Module fork_tree

Source
Expand description

Data structure containing trees of nodes.

The ForkTree data structure can be used in situations where there exists a finalized block, plus a tree of non-finalized blocks that all descend from that finalized block.

The ForkTree only contains the non-finalized blocks. The finalized block, virtual root of the tree, is only implicitly there.

§Example

use smoldot::chain::fork_tree::ForkTree;

let mut tree = ForkTree::new();

// Add a first node with no parent. In other words, its parent is the finalized block that is
// virtually there but not managed by the `ForkTree`.
// Note that the user data (`"foo"` here) can be of any type.
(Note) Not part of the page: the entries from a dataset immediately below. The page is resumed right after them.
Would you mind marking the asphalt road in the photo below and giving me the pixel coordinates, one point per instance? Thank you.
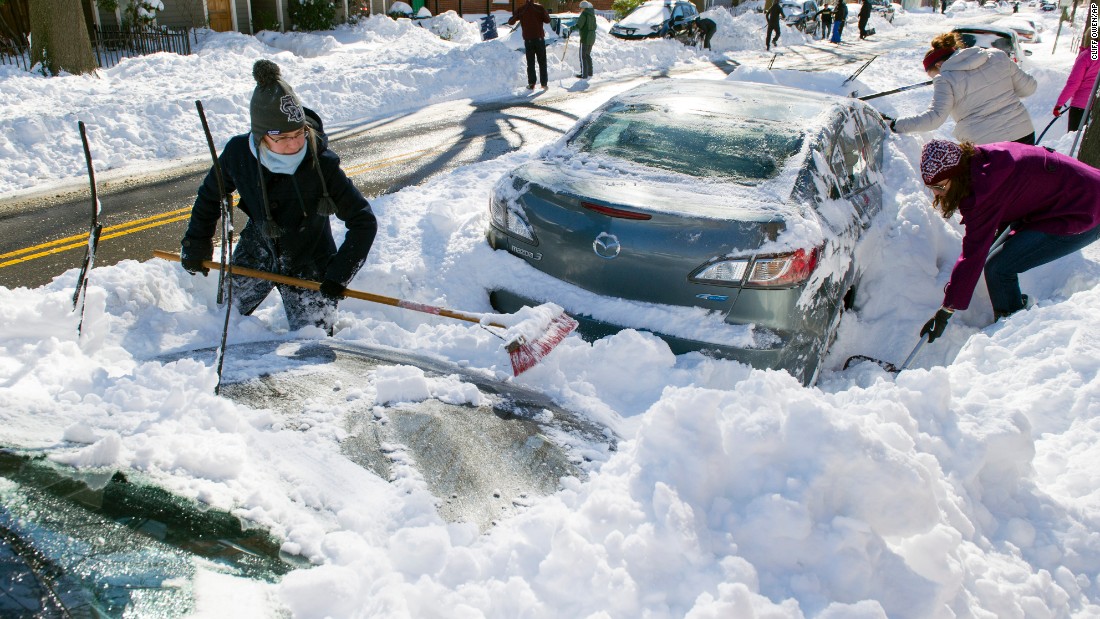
(46, 235)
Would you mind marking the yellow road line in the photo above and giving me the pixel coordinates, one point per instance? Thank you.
(78, 241)
(84, 241)
(83, 238)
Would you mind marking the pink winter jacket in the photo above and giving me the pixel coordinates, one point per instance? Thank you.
(1079, 84)
(1026, 186)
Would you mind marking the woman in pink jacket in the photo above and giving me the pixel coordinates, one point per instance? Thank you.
(1047, 205)
(1078, 87)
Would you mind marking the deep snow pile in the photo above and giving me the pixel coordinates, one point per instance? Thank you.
(966, 486)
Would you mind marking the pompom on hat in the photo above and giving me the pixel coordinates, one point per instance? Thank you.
(939, 161)
(274, 109)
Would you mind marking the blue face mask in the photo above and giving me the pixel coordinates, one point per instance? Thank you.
(276, 163)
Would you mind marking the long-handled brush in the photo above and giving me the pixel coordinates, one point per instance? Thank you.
(527, 341)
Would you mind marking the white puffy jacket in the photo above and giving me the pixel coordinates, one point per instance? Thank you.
(980, 89)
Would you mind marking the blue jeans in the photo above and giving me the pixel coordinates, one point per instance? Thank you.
(536, 50)
(586, 59)
(1023, 251)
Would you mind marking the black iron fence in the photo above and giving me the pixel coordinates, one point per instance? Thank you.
(111, 44)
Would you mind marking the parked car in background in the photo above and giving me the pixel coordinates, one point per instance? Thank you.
(1027, 30)
(562, 23)
(657, 19)
(706, 201)
(993, 36)
(887, 9)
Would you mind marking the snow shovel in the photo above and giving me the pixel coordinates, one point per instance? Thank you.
(1049, 124)
(531, 340)
(886, 364)
(894, 91)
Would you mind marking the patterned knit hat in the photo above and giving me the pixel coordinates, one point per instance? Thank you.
(939, 159)
(275, 108)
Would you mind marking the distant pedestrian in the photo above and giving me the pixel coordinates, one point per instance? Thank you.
(705, 28)
(1021, 207)
(839, 15)
(865, 13)
(774, 13)
(531, 15)
(488, 28)
(585, 26)
(979, 88)
(1078, 87)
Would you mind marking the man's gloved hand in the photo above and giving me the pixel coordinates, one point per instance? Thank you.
(194, 266)
(332, 289)
(193, 252)
(935, 327)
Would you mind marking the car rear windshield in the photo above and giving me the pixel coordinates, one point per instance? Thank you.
(697, 143)
(987, 40)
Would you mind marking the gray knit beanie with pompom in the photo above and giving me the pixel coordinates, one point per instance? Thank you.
(275, 108)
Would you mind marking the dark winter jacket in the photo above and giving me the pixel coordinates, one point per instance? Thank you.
(586, 26)
(1026, 186)
(531, 15)
(305, 244)
(774, 14)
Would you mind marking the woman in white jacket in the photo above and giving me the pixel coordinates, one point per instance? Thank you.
(979, 88)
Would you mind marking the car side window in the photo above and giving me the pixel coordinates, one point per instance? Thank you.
(848, 161)
(873, 135)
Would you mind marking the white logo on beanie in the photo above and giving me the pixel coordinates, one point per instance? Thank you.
(289, 107)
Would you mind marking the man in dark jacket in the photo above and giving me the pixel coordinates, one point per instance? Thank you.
(585, 26)
(865, 13)
(705, 28)
(774, 13)
(531, 15)
(288, 183)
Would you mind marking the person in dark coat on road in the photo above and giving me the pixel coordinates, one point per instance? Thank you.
(865, 14)
(1078, 87)
(774, 14)
(585, 26)
(1021, 206)
(705, 28)
(289, 183)
(531, 15)
(839, 15)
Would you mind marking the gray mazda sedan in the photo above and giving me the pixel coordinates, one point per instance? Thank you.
(721, 216)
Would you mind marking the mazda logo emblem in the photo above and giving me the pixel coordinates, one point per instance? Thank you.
(606, 245)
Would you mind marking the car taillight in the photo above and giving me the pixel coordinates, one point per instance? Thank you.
(780, 271)
(506, 218)
(783, 271)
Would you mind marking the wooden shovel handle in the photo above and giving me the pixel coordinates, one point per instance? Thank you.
(348, 291)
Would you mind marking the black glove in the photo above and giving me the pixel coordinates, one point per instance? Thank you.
(193, 252)
(935, 327)
(194, 266)
(332, 289)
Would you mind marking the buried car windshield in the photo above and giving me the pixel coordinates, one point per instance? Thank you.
(696, 143)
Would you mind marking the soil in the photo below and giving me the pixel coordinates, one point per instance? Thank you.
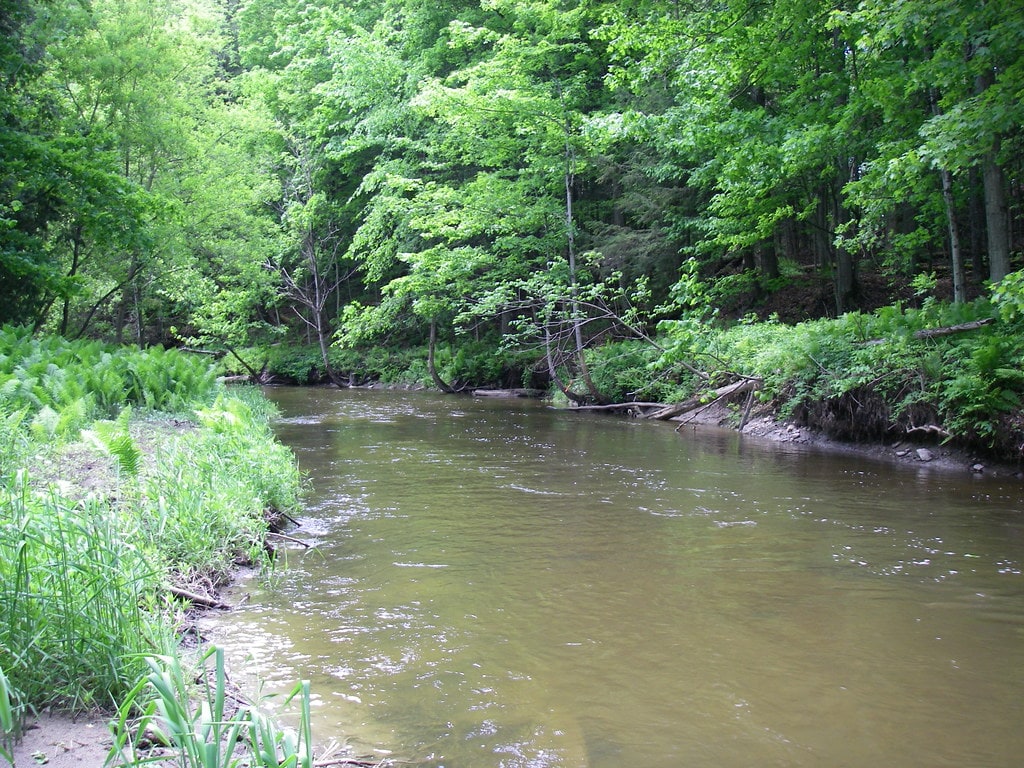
(763, 425)
(59, 740)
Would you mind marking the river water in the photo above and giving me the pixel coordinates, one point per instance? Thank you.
(502, 584)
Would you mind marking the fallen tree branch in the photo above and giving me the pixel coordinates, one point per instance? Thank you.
(747, 384)
(619, 407)
(289, 539)
(197, 599)
(932, 333)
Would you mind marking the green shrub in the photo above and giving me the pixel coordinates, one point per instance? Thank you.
(74, 587)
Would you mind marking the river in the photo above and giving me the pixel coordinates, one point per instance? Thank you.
(499, 584)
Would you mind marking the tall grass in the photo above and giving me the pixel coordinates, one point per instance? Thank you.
(74, 589)
(206, 503)
(205, 726)
(83, 580)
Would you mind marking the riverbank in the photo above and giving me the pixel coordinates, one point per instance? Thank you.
(764, 425)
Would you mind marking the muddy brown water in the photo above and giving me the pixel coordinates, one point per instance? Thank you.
(501, 584)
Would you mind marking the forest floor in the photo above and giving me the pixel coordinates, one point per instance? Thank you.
(764, 425)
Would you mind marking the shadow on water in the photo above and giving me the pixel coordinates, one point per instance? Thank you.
(497, 583)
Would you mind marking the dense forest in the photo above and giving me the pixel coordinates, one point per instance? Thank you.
(629, 201)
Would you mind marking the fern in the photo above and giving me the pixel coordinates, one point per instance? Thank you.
(114, 438)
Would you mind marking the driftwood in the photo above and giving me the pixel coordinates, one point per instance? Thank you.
(932, 333)
(289, 539)
(631, 406)
(670, 412)
(518, 392)
(197, 599)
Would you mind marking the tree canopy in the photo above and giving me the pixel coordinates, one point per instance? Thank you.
(549, 174)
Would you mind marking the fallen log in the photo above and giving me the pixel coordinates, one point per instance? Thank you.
(747, 384)
(629, 406)
(197, 599)
(520, 392)
(933, 333)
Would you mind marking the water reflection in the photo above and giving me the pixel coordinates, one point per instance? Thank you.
(497, 584)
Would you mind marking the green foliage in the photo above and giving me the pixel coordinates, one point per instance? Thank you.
(114, 438)
(74, 587)
(877, 369)
(83, 579)
(203, 726)
(11, 716)
(66, 384)
(629, 371)
(206, 501)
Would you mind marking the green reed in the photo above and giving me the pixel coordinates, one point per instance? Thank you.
(204, 725)
(74, 588)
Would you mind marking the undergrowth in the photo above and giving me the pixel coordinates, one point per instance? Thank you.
(873, 376)
(86, 569)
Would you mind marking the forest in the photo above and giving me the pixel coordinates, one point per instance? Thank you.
(639, 201)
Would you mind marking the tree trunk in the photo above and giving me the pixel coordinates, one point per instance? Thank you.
(996, 212)
(996, 217)
(955, 252)
(573, 288)
(976, 225)
(431, 368)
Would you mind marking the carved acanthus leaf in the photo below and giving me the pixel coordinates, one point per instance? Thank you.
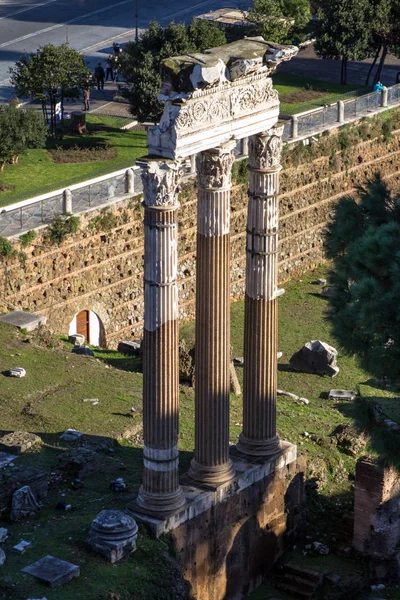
(265, 148)
(214, 167)
(161, 183)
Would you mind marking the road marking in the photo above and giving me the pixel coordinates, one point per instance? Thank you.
(18, 12)
(53, 27)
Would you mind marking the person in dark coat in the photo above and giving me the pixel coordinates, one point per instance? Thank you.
(86, 99)
(99, 75)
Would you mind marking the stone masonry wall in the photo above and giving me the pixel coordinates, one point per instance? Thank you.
(377, 518)
(101, 266)
(227, 551)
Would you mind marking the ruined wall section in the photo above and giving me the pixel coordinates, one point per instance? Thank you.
(101, 266)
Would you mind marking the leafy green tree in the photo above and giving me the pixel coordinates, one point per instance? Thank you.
(141, 62)
(363, 241)
(19, 130)
(343, 31)
(50, 75)
(279, 20)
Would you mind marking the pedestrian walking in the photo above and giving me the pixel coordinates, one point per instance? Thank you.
(99, 76)
(86, 99)
(109, 68)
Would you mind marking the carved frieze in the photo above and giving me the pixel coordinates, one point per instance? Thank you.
(161, 182)
(225, 105)
(265, 148)
(214, 167)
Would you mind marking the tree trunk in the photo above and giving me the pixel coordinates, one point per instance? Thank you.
(381, 63)
(373, 65)
(78, 121)
(343, 73)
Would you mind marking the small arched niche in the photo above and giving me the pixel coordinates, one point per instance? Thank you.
(88, 323)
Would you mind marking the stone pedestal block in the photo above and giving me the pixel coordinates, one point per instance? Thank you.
(113, 534)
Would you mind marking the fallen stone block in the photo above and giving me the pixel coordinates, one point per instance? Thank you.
(129, 348)
(52, 570)
(22, 547)
(19, 442)
(113, 533)
(71, 435)
(23, 320)
(315, 357)
(79, 462)
(84, 350)
(342, 395)
(17, 372)
(24, 504)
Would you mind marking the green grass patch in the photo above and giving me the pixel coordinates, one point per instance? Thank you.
(299, 94)
(37, 173)
(50, 399)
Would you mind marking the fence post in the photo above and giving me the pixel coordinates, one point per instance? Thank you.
(67, 201)
(295, 127)
(340, 111)
(129, 181)
(245, 146)
(193, 164)
(384, 97)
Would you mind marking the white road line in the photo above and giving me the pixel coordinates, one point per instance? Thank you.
(18, 12)
(35, 33)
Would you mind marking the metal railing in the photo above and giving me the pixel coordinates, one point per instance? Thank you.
(314, 121)
(36, 212)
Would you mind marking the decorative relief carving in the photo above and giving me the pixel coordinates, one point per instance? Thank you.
(214, 167)
(253, 97)
(202, 112)
(265, 149)
(234, 102)
(161, 183)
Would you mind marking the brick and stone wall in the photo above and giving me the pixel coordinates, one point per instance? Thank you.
(101, 266)
(228, 550)
(377, 518)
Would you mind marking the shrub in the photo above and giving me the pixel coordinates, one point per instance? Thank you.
(61, 226)
(6, 248)
(27, 238)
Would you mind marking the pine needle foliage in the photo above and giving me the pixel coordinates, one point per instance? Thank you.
(363, 241)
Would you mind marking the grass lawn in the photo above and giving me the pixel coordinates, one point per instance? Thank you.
(36, 173)
(298, 94)
(50, 399)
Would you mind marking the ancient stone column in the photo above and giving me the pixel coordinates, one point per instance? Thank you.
(211, 464)
(259, 437)
(160, 493)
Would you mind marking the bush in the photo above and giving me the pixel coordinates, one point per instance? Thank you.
(27, 238)
(6, 248)
(61, 226)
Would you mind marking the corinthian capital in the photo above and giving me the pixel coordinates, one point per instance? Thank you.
(160, 182)
(265, 149)
(214, 167)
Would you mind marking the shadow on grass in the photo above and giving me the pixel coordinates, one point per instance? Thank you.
(383, 441)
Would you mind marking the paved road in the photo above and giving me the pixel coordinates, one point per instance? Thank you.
(306, 63)
(89, 25)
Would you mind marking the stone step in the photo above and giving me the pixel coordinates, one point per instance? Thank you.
(303, 573)
(298, 581)
(293, 589)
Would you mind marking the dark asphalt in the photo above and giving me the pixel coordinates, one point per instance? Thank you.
(88, 25)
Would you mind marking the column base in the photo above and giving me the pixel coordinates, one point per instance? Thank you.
(157, 505)
(265, 448)
(211, 475)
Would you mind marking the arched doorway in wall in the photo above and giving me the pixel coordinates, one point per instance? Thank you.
(87, 323)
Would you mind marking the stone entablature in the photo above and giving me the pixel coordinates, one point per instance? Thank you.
(213, 97)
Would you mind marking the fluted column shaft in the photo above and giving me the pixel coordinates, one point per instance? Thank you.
(160, 492)
(211, 464)
(259, 437)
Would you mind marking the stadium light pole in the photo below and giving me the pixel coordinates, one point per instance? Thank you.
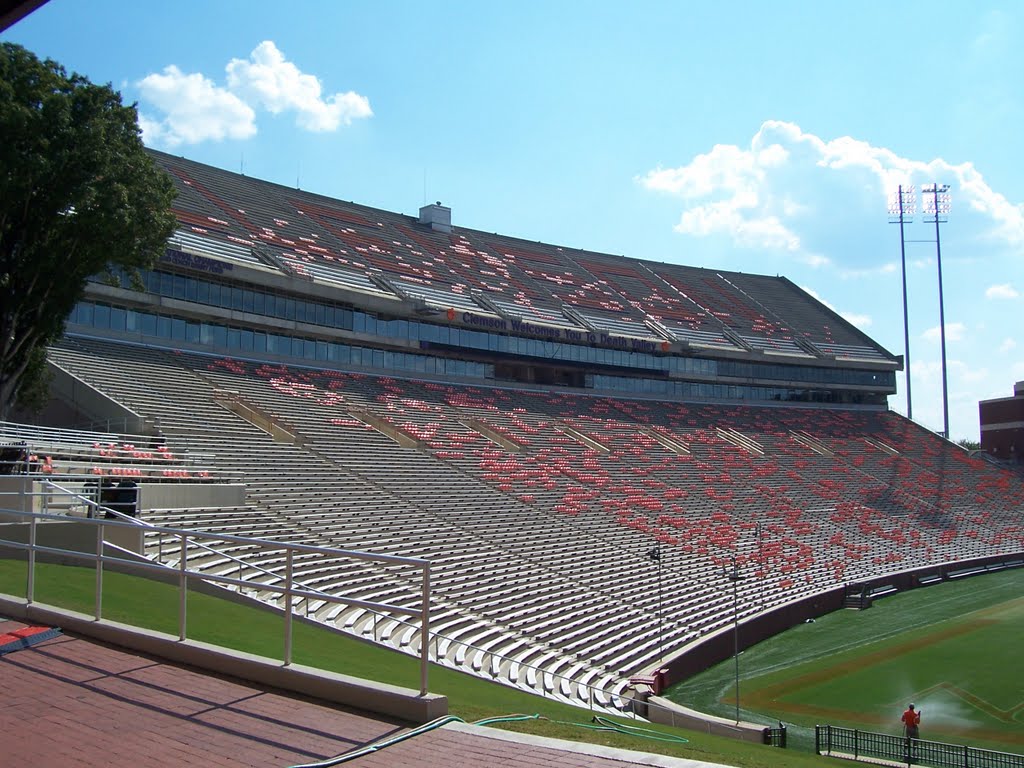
(936, 205)
(901, 210)
(733, 576)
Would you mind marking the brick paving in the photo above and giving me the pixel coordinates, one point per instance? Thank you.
(72, 701)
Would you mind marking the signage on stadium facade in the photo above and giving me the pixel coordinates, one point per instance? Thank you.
(556, 333)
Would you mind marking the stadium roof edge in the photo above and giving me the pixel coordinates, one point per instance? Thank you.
(873, 354)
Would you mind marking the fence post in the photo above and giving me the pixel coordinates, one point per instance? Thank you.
(30, 588)
(98, 611)
(182, 588)
(288, 607)
(425, 631)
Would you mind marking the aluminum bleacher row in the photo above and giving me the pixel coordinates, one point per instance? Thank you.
(388, 255)
(540, 509)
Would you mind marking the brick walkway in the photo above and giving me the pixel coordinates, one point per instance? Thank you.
(71, 701)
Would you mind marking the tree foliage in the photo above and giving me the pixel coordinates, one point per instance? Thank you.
(79, 196)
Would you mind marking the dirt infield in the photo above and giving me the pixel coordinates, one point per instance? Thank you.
(777, 697)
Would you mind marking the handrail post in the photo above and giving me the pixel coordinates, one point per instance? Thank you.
(182, 589)
(288, 606)
(99, 571)
(30, 588)
(425, 631)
It can be used to store
// additional information on each node.
let node0 = tree.insert(None, "foo");
// Add a second node, child of the first one.
let node1 = tree.insert(Some(node0), "bar");
// Add a third node, child of the second one.
let node2 = tree.insert(Some(node1), "baz");

// Removes `node1` and all the nodes that aren't its descendants.
// This is typically called when `node1` gets finalized.
// This function returns an iterator containing the blocks that have been removed.
tree.prune_ancestors(node1);

// Only `node2` remains.
assert!(tree.get(node0).is_none());
assert!(tree.get(node1).is_none());
assert!(tree.get(node2).is_some());

Structs§

ForkTree
Tree of nodes. Each node contains a value of type T.
NodeIndex
Index of a node within a ForkTree. Never invalidated unless the node is removed.
PruneAncestorsIter
Iterator of elements removed when pruning ancestors.
PrunedNode
Node removed by ForkTree::prune_ancestors.